Given this task and success measure, we would like to know how well an information retrieval system supports the user performing it. As the information scientists correctly argue, user studies are indispensable. But, as we employ user studies to determine which systems are most helpful to users, we need to go a step further and correlate user success to one or more system measures. We can then evaluate these system measures in a repeatable, cost-effective process that does not require user involvement.

For example, let us hypothesize that mean average precision (MAP) on a given TREC collection is such a measure. We hypothesize that users pursuing the prior art search task are more successful using a system with higher MAP than those using a system with lower MAP. In order to test this hypothesis, we can present users with a family of systems that, insofar as possible, vary only in MAP, and see how well user success correlates to the system’s MAP. If the correlation is strong, then we validate the utility of MAP as a system measure and invest in evaluating systems using MAP against the specified collection in order to predict their utility for the prior art task.

The principle here is a general one, and can even be used not only to compare different algorithms, but also to evaluate more sophisticated interfaces, such as document clustering [8] or faceted search [9]. The only requirement is that we hypothesize and validate system measures that correlate to user success.

5. WEAKNESSES OF APPROACH

Our proposed approach has two major weaknesses.

The first weakness is that, in a realistic interactive information retrieval context, distinct queries are not independent.

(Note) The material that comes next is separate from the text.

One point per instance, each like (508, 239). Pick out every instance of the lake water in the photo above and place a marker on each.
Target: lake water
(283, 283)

Rather, a typical user executes a sequence of queries in pursuit of an information need, each query informed by the results of the previous ones.

In a batch test, we must decide the query sequence in advance, and cannot model how the user’s queries depend on system response. Hence, we are limited to computing measures that can be evaluated for each query independently. Nonetheless, we can choose measures which correlate to effectiveness in realistic settings. Hopefully these measures are still meaningful, even when we remove the test queries from their realistic context.

The second challenge is that we do not envision a way to compare different interfaces in a batch setting. It seems that testing the relative merits of different interfaces requires real—or at least simulated—users.

If, however, we hold the interface constant, then we can define performance measures that apply to those interfaces. For example, we can develop standardized versions of well-studied interfaces, such as faceted search and clustering. We can then compare the performance of different systems that use these interfaces, e.g., different clustering algorithms.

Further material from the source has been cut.